The remedy of tuition reimbursement under the IDEA is available only to a student who meets the eligibility criteria of a student with a disability (Application of a Child Suspected of Having a Disability, Appeal No. 05-122).  Since the impartial hearing officer's determination to find the student eligible for special education services was in error, I also find that the impartial hearing officer's award of tuition reimbursement to be erroneous.

 

The impartial hearing officer also ordered the CSE to reconvene and create an IEP that was consistent with his decision, "keeping in mind that the [Family Foundation] program is an 18-month program that should not be prematurely terminated" (IHO Decision, p. 13).  This portion of the impartial hearing officer's decision must also be reversed because in the absence of a proper determination of eligibility it is premature to order the development of an IEP.  Further, this portion of the impartial hearing officer's decision was outside his jurisdiction because the parties and the impartial hearing officer agreed at the commencement of the impartial hearing that respondent's impartial hearing request was limited to the 2005-06 school year (see Tr. pp. 6-7).

 

Because I have found that it is appropriate to remand the matter to the CSE for a determination of whether respondent's son is a student with a disability, the necessary inquiry here is at an end.3

 

In light of my determination herein I do not address petitioner's other concerns.

 

THE APPEAL IS SUSTAINED TO THE EXTENT INDICATED.

 

IT IS ORDERED that the impartial hearing officer's decision is hereby annulled to the extent that he awarded tuition reimbursement, determined that the student was eligible for special education as a student with an emotional disturbance, and directed the CSE to formulate an IEP; and

 

IT IS FURTHER ORDERED that, unless the parties otherwise agree, petitioner shall convene a CSE meeting within 30 days from the date of this decision, and consistent with the tenor of this decision determine whether respondent's son is eligible for special education services.

 

Dated:

Albany, New York

 

__________________________

 

October 30, 2006

 

PAUL F. KELLY

STATE REVIEW OFFICER

 

 

1 Congress recently amended the IDEA, effective July 1, 2005 (see Individuals with Disabilities Education Improvement Act of 2004, Pub.
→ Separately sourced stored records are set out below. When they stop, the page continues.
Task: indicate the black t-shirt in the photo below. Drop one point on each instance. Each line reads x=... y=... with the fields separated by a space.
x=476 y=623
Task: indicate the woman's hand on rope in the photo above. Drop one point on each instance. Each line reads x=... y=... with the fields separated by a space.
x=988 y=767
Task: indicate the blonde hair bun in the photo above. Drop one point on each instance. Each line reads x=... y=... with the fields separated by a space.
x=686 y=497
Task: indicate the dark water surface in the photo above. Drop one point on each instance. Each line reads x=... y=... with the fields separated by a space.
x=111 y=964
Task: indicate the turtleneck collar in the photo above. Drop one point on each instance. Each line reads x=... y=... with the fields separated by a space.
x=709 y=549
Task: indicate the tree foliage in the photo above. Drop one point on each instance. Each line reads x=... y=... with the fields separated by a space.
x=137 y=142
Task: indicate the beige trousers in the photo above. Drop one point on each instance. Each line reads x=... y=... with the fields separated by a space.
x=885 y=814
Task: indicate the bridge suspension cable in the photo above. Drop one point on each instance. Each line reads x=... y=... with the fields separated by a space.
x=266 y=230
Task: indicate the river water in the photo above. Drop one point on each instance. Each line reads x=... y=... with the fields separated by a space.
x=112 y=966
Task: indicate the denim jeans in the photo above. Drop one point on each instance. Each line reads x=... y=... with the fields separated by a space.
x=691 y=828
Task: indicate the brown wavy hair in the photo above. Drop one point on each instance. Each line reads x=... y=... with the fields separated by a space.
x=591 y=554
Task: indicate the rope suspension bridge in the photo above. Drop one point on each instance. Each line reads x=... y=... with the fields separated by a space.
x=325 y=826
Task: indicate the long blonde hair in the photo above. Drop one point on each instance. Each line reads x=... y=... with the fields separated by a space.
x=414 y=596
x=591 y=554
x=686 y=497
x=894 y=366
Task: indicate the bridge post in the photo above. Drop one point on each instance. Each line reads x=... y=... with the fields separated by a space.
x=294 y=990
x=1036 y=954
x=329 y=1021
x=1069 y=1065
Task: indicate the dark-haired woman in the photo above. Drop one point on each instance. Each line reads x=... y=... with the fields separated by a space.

L. No. 108-446, 118 Stat. 2647 [2004] [codified as amended at 20 U.S.C. § 1400, et. seq.]).  Since the relevant events at issue in this appeal occurred after the effective date of the 2004 amendments, the new provisions of the IDEA apply and citations contained in this decision are to IDEA 2004, unless otherwise specified

 

2 The term "free appropriate public education" means special education and related services that -

(A) have been provided at public expense, under public supervision and direction, and without charge;

(B) meet the standards of the State educational agency;

(C) include an appropriate preschool, elementary, or secondary school education in the State involved; and

(D) are provided in conformity with the individualized education program required under section 1414(d) of this title.

20 U.S.C. § 1401[9].

 

3 Because the record does not include sufficient information regarding the student's deficits, I am unable to determine what needs the student may have.  Therefore, I cannot make a determination regarding the appropriateness of Family Foundation in addressing the student's needs related to his various psychiatric diagnoses, his behaviors, or how they may be affected by his hearing loss.  I do note however that the private psychiatric evaluation report recommended ongoing individual counseling and the record does not reflect the level of professional counseling services that the student is receiving at Family Foundation.  Moreover, there is limited information in the record as to how Family Foundation addressed the student's hearing loss.  Petitioner testified that she informed Family Foundation that her son has "hearing problems" and that Family Foundation subsequently asked her for the student's FM unit (Tr. p. 182).  Petitioner's additional testimony indicates that she sent the FM unit to Family Foundation approximately one week before the June 19, 2006 hearing date and that she did not know if he would be using it at Family Foundation (Tr. p. 179).